Ich glaube jedoch, die Bibel spricht hier eine andere Sprache.
Das Licht von Ostern scheint nicht erst in einem Leben nach dem Tod.
Es erstreckt sich kein dunkler Tunnel vom damaligen Auferstehungsgeschehen bis ins ewige Leben im Jenseits.
Wir müssen nicht auf dieser Welt leben nach dem Motto "Augen zu und durch".
Nein, das Osterlicht scheint auf diese Erde, auf die Gott seinen Sohn sandte.
Hier hat er gelebt, hier hat er sein österliches Leben gelebt - schon vor Ostern, indem er Traurige tröstete und Kranke heilte.
Hier hat er seinen Jüngern den Auftrag gegeben, die frohe Botschaft, das Evangelium weiter zu geben an alle Welt.
Und als sie es taten und aus Antiochia vertrieben wurden, schüttelten sich den Staub von ihren Füßen und waren voll Freude und erfüllt vom heiligen Geist. So haben wir es aus der Apostelgeschichte gehört.
Die Jünger haben das Evangelium weiter getragen auch in unsere Welt. Heute dürfen auch wir teilhaben an den Weisungen der Tora, die geschrieben auf den steinernen Tafeln im Zelt der Begegnung mit durch die Wüste wanderte.
Heute sind auch wir eingeladen zum gemeinschaftlichen Leben, das Jesus durch sein Leben begründet hat.
Das Osterlicht strahlt in unseren Alltag. Es blendet die Krisen und Bedrohungen, in denen wir leben, nicht aus.

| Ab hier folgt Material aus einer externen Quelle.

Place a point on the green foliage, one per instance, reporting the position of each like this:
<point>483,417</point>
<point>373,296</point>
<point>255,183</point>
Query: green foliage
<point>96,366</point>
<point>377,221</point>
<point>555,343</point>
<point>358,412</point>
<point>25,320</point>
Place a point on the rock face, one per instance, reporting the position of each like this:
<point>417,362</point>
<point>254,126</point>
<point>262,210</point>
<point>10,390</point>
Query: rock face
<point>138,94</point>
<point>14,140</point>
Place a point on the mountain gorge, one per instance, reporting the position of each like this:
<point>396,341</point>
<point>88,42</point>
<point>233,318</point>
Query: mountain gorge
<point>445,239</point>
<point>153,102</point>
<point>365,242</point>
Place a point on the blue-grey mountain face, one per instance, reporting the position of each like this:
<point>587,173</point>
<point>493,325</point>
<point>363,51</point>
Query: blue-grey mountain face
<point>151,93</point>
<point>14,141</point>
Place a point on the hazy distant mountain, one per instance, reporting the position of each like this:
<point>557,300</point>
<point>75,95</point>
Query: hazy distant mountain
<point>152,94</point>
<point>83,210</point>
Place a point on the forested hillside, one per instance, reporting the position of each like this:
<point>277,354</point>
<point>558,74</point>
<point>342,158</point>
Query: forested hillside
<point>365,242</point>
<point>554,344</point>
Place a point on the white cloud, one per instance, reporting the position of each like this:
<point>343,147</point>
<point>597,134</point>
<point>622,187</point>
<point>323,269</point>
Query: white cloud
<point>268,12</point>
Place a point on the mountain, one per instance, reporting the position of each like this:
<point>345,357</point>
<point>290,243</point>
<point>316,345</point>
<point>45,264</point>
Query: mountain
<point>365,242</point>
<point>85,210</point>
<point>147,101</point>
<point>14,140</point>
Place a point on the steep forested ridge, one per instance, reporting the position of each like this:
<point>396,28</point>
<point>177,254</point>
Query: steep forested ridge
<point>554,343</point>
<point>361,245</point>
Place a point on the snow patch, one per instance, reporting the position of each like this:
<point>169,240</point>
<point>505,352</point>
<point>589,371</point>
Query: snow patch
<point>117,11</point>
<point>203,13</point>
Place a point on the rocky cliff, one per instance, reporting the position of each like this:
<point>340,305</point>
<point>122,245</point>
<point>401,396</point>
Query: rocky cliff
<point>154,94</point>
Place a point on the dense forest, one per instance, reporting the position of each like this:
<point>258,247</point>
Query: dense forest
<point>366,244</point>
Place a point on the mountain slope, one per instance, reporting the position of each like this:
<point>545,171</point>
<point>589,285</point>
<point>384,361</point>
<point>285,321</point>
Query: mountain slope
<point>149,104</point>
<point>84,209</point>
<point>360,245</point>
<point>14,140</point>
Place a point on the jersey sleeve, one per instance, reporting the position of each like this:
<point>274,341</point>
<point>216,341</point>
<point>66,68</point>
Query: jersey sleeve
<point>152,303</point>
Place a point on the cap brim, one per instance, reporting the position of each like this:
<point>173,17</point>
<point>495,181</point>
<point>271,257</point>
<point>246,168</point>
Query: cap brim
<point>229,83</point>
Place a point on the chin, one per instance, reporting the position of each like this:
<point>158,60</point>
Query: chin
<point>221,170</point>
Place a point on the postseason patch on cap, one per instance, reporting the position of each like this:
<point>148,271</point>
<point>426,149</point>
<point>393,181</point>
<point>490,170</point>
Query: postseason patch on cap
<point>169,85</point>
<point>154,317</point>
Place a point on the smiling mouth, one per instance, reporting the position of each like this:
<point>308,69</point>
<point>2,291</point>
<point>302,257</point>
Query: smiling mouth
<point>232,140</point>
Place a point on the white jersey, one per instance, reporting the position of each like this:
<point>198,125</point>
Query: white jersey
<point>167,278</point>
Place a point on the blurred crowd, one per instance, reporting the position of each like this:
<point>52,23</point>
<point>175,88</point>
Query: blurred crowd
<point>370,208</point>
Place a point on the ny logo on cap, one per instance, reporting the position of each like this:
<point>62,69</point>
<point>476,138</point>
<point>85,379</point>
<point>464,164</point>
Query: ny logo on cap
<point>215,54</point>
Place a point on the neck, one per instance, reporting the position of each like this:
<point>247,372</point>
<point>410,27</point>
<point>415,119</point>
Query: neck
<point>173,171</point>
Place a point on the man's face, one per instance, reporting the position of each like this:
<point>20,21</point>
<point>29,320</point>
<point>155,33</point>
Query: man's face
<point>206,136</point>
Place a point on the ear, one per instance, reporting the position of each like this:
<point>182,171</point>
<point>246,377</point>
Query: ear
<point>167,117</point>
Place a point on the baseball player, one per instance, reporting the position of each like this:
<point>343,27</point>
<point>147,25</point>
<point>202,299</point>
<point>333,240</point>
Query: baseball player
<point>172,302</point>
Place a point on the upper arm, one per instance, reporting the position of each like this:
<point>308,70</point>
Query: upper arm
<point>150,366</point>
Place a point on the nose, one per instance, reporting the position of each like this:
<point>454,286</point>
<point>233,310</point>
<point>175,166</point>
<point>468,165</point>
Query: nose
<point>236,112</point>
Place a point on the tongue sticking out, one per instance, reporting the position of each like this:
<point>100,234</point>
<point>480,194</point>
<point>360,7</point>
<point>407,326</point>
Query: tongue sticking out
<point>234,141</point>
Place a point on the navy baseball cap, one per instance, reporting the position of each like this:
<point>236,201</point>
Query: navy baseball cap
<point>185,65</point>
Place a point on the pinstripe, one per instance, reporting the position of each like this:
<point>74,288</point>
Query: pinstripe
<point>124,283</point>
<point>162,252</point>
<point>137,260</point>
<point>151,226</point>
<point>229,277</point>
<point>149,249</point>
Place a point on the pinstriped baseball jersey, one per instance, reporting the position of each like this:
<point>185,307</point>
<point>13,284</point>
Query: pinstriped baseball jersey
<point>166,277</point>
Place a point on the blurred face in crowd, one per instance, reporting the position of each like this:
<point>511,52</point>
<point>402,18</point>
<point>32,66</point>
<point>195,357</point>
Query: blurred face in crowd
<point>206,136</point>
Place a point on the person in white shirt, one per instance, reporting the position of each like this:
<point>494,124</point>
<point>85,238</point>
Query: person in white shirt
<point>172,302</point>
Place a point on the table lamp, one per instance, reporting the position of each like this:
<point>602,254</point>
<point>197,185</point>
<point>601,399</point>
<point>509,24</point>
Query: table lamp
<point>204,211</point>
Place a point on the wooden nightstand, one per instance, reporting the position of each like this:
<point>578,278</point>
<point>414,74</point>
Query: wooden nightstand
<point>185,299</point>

Aber es hilft uns, sie in einem anderen Licht zu sehen:nicht fatalistisch, nach dem Motto: "Ich kann ja sowieso nicht ändern...", nicht zynisch nach der Devise "Lasst uns essen und trinken, denn morgen sind wir tot.", sondern in fester Zuversicht auf den, der uns zu den Quellen führen wird, aus denen das Wasser des Lebens strömt, und der abwischen wird alle Tränen von unseren Augen.
Amen


Gebet
Herr, welch ein Gott bist du?
Tot warst du in unseren Augen
Und bist doch der Gott des Lebens.
Öffne unsere Augen vor dem Wunder des Lebens,
dass wir den auferstandenen Herrn sehen:
ein helles Licht in unserem Alltag,
im dunkel der Angst,
auch noch in der Nacht unseres Todes.

Lass das Licht der Auferstehung leuchten
In unseren offenen Fragen,
unseren ungelösten Problemen,
unseren verworrenen Beziehungen.
Gib uns Ausdauer, Gelassenheit und unbeirrte Hoffnung.
Hilf uns lieben, wie du uns geliebt hast.

Barmherziger Gott,
lass das österliche Licht leuchten
für Menschen, die leiden:
für Überforderte mit ihrer Angst,
für Enttäuschte mit ihren Tränen,
für Kranke mit ihren Schmerzen,
für Arme mit ihrem Hunger,
für Fremde mit ihren Enttäuschungen,
für Verzweifelte mit ihrem Schweigen.
Zeige uns Wege, ihr Leid zu lindern.

Wir preisen dich, lebendiger Gott,
du schaffst Licht aus der Dunkelheit.
Du hast dem Tod die Macht genommen
Und Leben und unvergängliche Freude ans Licht gebracht.